The process is also recorded, and if technicians find signs of moderate to severe sleep apnea they can intervene and put the patient on a breathing device right away.

How are sleep disorders treated?

Continuous positive airway pressure (CPAP) therapy is the most common treatment for sleep apnea, which accounts for around 70% of all diagnosed sleep disorders. CPAP machines provide a constant stream of air through a face mask, eliminating breathing pauses and snoring or choking noises.

If you are diagnosed with sleep apnea, your doctor will likely prescribe CPAP therapy for you to eliminate the gaps in your breathing and help you get a good night’s rest.

COVID-19 and sleep studies

Many patients are understandably nervous about the idea of undergoing a sleep study during the COVID-19 pandemic. Dr. Haq says there is little risk to engaging in a study. “Our sleep labs follow the standard set by the American Academy of Sleep Medicine,” he says.  “We follow all hygiene and distancing protocols, and all patients are screened for COVID-19 before they come for the test.”

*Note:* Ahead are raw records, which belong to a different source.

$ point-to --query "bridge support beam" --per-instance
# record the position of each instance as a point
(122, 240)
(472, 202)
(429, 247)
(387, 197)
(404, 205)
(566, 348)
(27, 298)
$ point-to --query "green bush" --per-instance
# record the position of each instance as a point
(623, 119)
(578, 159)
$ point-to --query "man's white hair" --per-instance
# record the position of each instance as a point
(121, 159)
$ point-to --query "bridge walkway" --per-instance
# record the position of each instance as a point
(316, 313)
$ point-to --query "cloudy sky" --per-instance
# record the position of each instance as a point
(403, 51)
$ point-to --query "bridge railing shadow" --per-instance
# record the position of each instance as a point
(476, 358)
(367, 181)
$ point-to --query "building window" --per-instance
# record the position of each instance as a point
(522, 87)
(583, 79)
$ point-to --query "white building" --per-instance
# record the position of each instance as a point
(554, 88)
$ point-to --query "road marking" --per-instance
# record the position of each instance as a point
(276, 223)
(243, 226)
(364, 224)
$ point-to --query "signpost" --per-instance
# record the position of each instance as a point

There is also comprehensive staff testing, masks are required at all times, and all equipment is cleaned and sanitized to the highest standards and recommendations.

“I would go and get a sleep test done without any hesitation,” says Dr. Haq. “It is a safe place to be—safer than a restaurant, a store or a car dealership. We take patient safety as our utmost priority and do everything possible to keep the environment clean and safe.”

Patients are concerned about COVID-19 and CPAP

Because CPAP machines produce positive pressure, they recirculate particles from a person’s breath into the air. “Patients have asked us if it is safe to use their equipment if they or someone in their household has COVID-19,” says Dr. Haq. They are concerned they might spread the virus to others. “Sleep machines like CPAP do present a risk of disseminating the virus into the air because they express positive pressure,” he says.

Dr. Haq recommends patients who use a CPAP machine and test positive for COVID-19 should stay in complete isolation so they can continue to use their machines. “It’s important that no one else goes into their room,” he says, “especially when they are using their machine.”

The silent killer

“COVID-19 itself has brought up and unmasked underlying anxiety and depression in a lot of patients and staff,” says Dr. Haq. “That’s across the board, including patients who already have sleep-related disorders.”

Anxiety and depression negatively affect people’s sleep and sleep hygiene, and sleep disorders are not a condition to take lightly. They are often ignored or go unnoticed because the condition occurs at night, but the consequences of ignoring a sleep disorder can be deadly.

“Sleep apnea is the real silent killer,” says Dr. Haq. “Untreated, it can make your life miserable. You wake up tired, and stay sleepy throughout the day, but it can also affect your heart, lungs, memory process and could cause a fatal car accident.”

Symptoms like snoring and drowsiness coupled with the common risk factors for a sleep disorder should not be ignored. If you think you’re at risk, Dr. Haq has a very clear recommendation. “If you’re snoring and you have the risk factors, don’t wait,” he says. “Talk to your doctor and see if you need to be checked for sleep apnea.”